Feat/511 Implement Data Collection and Visualization for Web3.Storage Measurement Batch #560

Winter-Soren · 2025-03-27T17:42:12Z

This PR implements collection and visualization of Web3.Storage measurement batch metrics.

Closes #511

Changes

Created new InfluxDB bucket 'spark-batch-metrics' for dedicated batch metrics storage
Enhanced telemetry recording with separate batch metrics measurement
Added visualization dashboards for batch metrics

Code Changes

Modified common/telemetry.js to add dedicated batch metrics write client
Enhanced publish/index.js to separate batch metrics recording
Added proper tags for improved metric querying

Metrics Collected

batch_size_bytes: Total size of the measurement batch
avg_measurement_size_bytes: Average size per measurement
measurement_count: Number of measurements in batch
Tags:
- cid: Content ID of the batch
- round_index: Associated round number

Testing

Verified metrics collection with test data
Confirmed proper data storage in InfluxDB
Validated dashboard visualizations

Winter-Soren · 2025-03-27T17:43:27Z

Hi @pyropy can you review this draft and let me know if I’m heading in the right direction?

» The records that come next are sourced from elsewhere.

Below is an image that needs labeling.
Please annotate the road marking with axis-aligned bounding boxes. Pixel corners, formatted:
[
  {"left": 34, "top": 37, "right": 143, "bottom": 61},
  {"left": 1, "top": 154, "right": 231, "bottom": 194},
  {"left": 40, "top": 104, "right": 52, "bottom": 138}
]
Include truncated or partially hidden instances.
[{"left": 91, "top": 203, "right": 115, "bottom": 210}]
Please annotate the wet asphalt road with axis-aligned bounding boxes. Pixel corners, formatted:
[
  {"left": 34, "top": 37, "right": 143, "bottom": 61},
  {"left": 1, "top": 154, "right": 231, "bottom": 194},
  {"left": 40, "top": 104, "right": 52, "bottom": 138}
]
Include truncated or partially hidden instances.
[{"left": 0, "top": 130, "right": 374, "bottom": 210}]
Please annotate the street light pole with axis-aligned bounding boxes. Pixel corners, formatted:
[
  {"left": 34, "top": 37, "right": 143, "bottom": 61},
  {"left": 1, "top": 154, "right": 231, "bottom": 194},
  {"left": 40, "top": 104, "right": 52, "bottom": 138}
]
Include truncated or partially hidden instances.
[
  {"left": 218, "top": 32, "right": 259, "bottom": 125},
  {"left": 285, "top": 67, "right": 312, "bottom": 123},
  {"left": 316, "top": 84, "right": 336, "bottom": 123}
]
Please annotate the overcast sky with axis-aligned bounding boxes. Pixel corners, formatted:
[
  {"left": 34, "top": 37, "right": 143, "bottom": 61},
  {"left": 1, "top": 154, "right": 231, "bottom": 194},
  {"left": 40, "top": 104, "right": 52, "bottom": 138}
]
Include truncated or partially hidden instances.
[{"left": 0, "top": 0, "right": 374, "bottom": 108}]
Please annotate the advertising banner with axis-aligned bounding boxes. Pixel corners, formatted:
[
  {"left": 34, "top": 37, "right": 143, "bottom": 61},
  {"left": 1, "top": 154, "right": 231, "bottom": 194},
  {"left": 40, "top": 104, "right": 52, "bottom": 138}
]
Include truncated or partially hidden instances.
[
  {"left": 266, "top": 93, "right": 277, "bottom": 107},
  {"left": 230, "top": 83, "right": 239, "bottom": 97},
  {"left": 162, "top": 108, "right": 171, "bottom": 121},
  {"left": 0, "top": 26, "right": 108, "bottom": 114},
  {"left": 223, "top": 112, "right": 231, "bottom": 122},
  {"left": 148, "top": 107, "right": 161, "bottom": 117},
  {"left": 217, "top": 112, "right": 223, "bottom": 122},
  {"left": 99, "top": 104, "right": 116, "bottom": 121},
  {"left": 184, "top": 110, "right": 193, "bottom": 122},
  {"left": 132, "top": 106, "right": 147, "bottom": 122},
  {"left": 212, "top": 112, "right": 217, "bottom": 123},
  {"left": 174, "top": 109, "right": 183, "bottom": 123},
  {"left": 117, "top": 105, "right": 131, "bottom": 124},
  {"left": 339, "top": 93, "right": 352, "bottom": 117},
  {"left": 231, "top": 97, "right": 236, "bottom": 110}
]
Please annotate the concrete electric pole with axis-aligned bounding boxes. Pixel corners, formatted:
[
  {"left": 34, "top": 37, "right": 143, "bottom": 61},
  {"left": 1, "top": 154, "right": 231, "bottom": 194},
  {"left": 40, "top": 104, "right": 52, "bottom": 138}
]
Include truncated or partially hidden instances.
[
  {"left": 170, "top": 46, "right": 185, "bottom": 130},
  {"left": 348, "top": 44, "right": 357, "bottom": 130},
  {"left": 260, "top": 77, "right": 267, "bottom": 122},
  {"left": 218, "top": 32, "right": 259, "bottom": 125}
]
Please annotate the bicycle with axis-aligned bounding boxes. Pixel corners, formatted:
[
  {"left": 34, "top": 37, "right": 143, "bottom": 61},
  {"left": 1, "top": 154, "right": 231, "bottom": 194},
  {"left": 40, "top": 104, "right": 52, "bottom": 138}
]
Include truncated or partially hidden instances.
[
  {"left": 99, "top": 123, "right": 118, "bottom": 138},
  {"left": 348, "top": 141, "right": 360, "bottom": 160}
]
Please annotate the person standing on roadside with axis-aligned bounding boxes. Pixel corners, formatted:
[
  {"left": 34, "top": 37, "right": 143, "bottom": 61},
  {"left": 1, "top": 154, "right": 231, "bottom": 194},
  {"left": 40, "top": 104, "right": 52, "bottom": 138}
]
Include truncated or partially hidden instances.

Winter-Soren · 2025-03-27T17:48:16Z

@pyropy , I am also facing this issue in parallel, where the server runs fine but suddenly outputs an error stating that InfluxDB write failed. I have attached a screenshot below.

I created InfluxDB keys from this platform: https://eu-central-1-1.aws.cloud2.influxdata.com/orgs/e0c31560a2dfff87/load-data/tokens.

I tried deleting keys and checking RPC nodes but issue persists.

juliangruber · 2025-03-28T09:00:14Z

@Winter-Soren could you please link to the issue this addresses both in the PR title and description?

bajtos

I am confused.

What problems is this pull request trying to solve?

If the goal is to start collecting telemetry about batch sizes, I would expect the pull request to simply add more fields to the existing publish point.

bajtos · 2025-03-28T09:12:35Z

publish/index.js

+    point.tag('cid', cid.toString())
+    point.tag('round_index', roundIndex.toString())


Storing CIDs and round indexes in tags will cause high cardinality that will degrade performance and/or increase our bill.

Quoting from https://docs.influxdata.com/influxdb/v2/write-data/best-practices/resolve-high-cardinality/

Tags containing highly variable information like unique IDs, hashes, and random strings lead to a large number of series, also known as high series cardinality. High series cardinality is a primary driver of high memory usage for many database workloads.
(...)
Review your tags to ensure each tag does not contain unique values for most entries.

thanks for the suggestion, I'll rectify the commit!

+1 to what @bajtos said.

Winter-Soren · 2025-03-29T18:55:10Z

@Winter-Soren could you please link to the issue this addresses both in the PR title and description?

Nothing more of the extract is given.